30 Mai 2022
O documento foi encaminhado às Secretarias Municipais e ao prefeito de Blumenau na tarde dessa quarta (26); No dia 27 de abril, a Prefeitura de Blumenau derrubou a casa da família e sumiu com os pertences do local.
A reportagem é de Conselho Indigenista Missionário – Cimi, 27-05-2022.
Há um mês, a Prefeitura de Blumenau derrubava, covardemente, a casa de uma família do povo Kaingang. Na ação, os pertences dos indígenas também desapareceram do local: artesanatos, ferramentas de trabalho, fogão, cama e roupas. Como resposta, foi encaminhado às Secretarias Municipais e ao prefeito de Blumenau, na tarde dessa quarta-feira (26), um documento com o pedido de devolução dos bens da família.
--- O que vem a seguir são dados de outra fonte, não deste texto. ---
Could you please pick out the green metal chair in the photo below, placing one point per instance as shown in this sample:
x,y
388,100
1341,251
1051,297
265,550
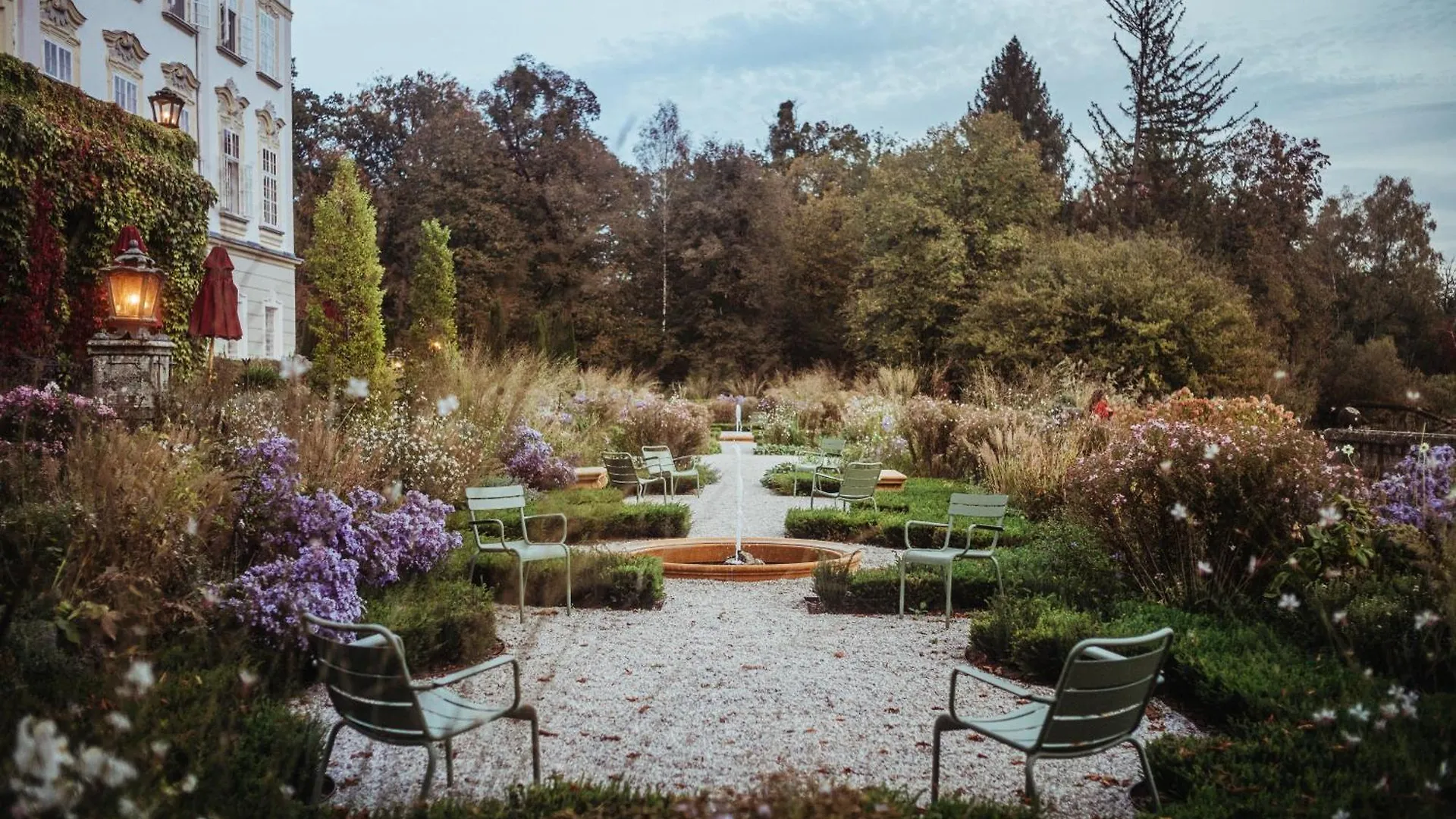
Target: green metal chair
x,y
856,484
622,471
372,691
658,461
1098,704
974,510
525,550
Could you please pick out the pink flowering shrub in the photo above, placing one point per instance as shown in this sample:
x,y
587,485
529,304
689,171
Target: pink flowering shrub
x,y
1207,497
44,420
655,422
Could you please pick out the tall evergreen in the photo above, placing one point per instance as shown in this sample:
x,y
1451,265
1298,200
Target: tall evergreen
x,y
433,293
344,270
1012,85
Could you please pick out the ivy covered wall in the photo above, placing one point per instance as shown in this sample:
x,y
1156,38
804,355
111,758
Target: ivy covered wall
x,y
73,171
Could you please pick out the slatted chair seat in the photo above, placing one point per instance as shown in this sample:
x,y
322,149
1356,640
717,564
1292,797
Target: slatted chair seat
x,y
856,484
490,535
977,512
1098,704
622,472
658,461
369,684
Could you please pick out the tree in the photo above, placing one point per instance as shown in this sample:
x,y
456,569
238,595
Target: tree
x,y
1378,259
1144,308
433,293
1163,167
663,152
1012,86
343,264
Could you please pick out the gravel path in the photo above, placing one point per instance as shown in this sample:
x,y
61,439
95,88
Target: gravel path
x,y
734,681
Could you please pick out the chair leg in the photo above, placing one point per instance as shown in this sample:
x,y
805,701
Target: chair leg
x,y
948,594
324,764
1031,780
520,589
1147,771
902,588
449,764
430,773
943,723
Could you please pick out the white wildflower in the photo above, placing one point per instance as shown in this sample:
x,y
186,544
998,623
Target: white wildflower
x,y
39,749
139,679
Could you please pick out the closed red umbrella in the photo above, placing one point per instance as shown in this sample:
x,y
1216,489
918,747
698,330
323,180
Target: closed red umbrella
x,y
215,311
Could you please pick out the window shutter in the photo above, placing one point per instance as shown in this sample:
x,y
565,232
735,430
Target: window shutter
x,y
248,191
245,41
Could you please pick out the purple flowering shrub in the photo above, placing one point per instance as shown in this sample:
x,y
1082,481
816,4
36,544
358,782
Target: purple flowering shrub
x,y
1419,490
532,461
322,547
44,420
1207,497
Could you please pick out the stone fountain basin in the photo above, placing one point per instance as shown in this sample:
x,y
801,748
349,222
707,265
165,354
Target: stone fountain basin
x,y
702,558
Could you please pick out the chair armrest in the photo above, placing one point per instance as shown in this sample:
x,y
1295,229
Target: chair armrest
x,y
526,531
909,523
466,673
990,679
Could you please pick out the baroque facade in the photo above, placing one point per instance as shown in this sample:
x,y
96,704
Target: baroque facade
x,y
231,63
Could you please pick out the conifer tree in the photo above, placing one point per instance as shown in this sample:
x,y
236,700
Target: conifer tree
x,y
1012,85
433,293
344,270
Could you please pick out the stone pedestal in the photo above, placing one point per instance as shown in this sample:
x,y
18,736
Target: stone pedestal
x,y
130,373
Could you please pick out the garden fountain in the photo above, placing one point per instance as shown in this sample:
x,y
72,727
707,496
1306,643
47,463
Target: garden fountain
x,y
759,558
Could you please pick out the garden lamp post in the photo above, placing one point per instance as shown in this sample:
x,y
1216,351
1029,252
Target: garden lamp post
x,y
131,359
166,108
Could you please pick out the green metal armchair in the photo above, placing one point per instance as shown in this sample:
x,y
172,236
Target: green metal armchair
x,y
372,691
622,472
979,512
658,461
1098,704
511,502
856,484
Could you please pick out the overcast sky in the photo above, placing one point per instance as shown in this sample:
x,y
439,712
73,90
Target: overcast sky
x,y
1373,80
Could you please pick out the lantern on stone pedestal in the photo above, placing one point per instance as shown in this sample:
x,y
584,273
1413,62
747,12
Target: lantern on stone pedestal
x,y
131,359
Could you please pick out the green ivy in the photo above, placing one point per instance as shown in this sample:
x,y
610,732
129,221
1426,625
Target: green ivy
x,y
73,171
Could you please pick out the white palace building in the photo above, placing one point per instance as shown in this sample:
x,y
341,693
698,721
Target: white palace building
x,y
231,63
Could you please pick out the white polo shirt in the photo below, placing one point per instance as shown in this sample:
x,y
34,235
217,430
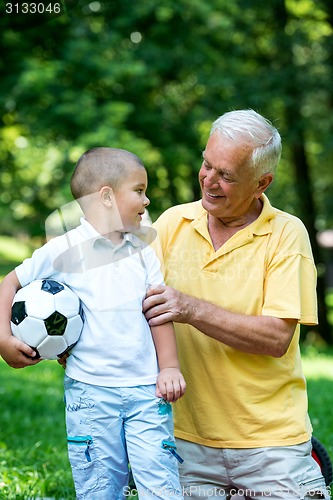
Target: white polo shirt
x,y
116,348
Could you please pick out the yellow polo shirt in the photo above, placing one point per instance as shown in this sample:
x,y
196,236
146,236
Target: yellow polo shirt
x,y
234,399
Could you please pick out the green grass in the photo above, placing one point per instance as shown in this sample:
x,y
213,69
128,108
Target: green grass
x,y
33,450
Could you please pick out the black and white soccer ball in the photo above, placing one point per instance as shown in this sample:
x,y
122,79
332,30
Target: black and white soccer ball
x,y
47,315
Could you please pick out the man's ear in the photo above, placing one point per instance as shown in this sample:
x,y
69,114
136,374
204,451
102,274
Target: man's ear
x,y
263,183
106,196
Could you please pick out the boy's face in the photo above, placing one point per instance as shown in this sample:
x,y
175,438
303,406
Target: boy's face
x,y
131,199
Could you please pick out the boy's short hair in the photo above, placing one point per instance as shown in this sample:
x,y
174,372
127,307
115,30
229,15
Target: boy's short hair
x,y
99,167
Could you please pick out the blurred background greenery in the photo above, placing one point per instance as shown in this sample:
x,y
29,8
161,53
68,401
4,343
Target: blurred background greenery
x,y
151,76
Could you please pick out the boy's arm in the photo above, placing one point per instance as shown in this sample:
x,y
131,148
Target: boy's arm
x,y
14,351
170,383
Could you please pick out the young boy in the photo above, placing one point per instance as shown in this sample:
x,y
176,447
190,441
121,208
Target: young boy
x,y
117,393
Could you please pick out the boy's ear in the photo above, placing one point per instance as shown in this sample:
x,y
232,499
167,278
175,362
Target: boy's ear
x,y
106,195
À época, o Conselho Indigenista Missionário (Cimi) mostrou em matéria denúncias de que a ação havia sido realizada “sem qualquer ordem judicial” – e enquanto a família viajava. Um dia após o episódio, funcionários da prefeitura ainda voltaram ao terreno e colocaram pedras onde ficava a casa, a fim de impedir o retorno dos indígenas. A família morava no local há cerca de 20 anos.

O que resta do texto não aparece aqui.